Our Friends at the 7-Eleven

Got a job around the house and looking to save some money? I know of several hard working folk who only charge $10 per hour and are available for immediate work. Where can you find such people? Any day of the week, standing outside the 7-Eleven, next to the Aberdeen-Matawan train station, are several eager beavers looking for work. Of course, it would help if you could speak to them in Spanish. And ignore the fact that they’re here illegally.

Before discussing illegal immigration, we need to first acknowledge several facts.

First, these “undocumented” workers are here illegally. They broke our laws when they came and they break our laws when they stay. The only way for them to be in accordance with our laws is by leaving our country.

Second, it is illegal to employ “undocumented” workers. The “I didn’t know” defense isn’t plausible. All employers have a legal obligation to determine their employees’ residence statuses. Additionally, it would be quite unconvincing for a contractor to claim that he assumed the non-English-speaking Mexicans were here legally.

Yet, we also have great sympathy for immigrants, both legal and illegal. Our country is a nation of immigrants. Our forebears came to this land as conquerors and slaves, adventurers and refugees, skilled and unskilled. We recognize that America is the Land of Opportunity, that these illegal immigrants are coming here, not to steal, but to earn a better life for themselves and their families. And, put in the same situation, we would likely do the same.

Does our town have an obligation, legal or ethical, to enforce those laws that are contrary to our interests? Legally, the answer is no. Law enforcement has discretionary power. We can choose to not prosecute jaywalkers, cars traveling only 5 MPH above the posted limit, or people making too much noise. Ethically, we should enforce those laws that, when not enforced, could pose a danger to the violator or others. For example, people stepping into traffic, driving much too fast, or disturbing their neighbors, should be cited.

Should our town enforce our nation’s immigration laws? Legally, we are not required to do so.
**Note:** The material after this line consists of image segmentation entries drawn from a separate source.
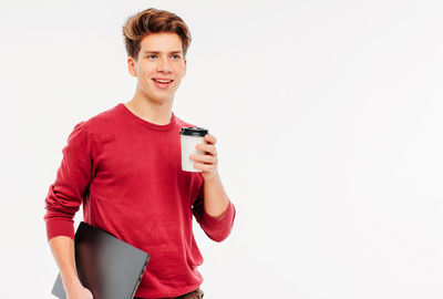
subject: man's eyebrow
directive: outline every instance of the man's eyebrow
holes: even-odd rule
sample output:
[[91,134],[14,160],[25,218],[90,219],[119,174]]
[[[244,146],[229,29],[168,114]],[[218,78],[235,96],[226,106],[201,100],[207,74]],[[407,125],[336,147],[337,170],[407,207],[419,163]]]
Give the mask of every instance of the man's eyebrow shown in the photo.
[[[146,51],[143,51],[145,54],[147,54],[147,53],[154,53],[154,54],[158,54],[159,52],[158,51],[152,51],[152,50],[146,50]],[[169,53],[172,53],[172,54],[174,54],[174,53],[182,53],[183,51],[182,50],[178,50],[178,51],[171,51]]]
Ethically, we should if the illegal immigrants in our town are causing harm to themselves or others.

The three main areas of harm from illegal immigration are crime, healthcare, and education. While these are certainly problems, would they be alleviated in any way if our town unilaterally chose to enforce immigration laws?
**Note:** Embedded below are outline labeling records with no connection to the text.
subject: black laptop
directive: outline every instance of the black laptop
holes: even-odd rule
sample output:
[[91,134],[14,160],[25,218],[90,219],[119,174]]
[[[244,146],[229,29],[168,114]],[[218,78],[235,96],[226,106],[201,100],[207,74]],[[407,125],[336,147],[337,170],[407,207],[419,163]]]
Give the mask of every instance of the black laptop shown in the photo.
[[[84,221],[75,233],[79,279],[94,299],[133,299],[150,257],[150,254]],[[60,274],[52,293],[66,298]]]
As for crime, the answer is no. Our Aberdeen and Matawan are blessed with a very low crime rate and there’s no evidence that illegal immigration is a significant contributor to local crime.

As for healthcare, the answer is, again, no. Enforcing immigration will simply push the immigrants to neighboring towns. They’ll still be using the same area hospitals.

As for education, the answer is, sadly, yes. Over ten percent of our students are classified as learning disabled. Special education services can cost upwards of $50,000 per pupil. There is no way to know how much of this goes to students who are illegal residents because the school does not track such information. In Pyler V. Doe, a divided Supreme Court ruled that the Fourteenth Amendment requires schools to provide the same services to illegal aliens. Still, we are only required to educate children who actually live within our district.

I would not support converting our school staff into law enforcement; however, our elected school board is another matter. As policy, our school board should not authorize any special expenditure on a student’s behalf until the board first verifies the student’s residency status.

Though I agree the child is innocent, I do not believe we should be providing special services at taxpayer expense to children who do not live within our district.

Unless the government at the national or state level chooses to truly tackle the illegal immigration problem, our police are acting correctly in leaving unmolested our friends at the 7-Eleven. Our school board, however, should restrict special funds to students who are entitled to them.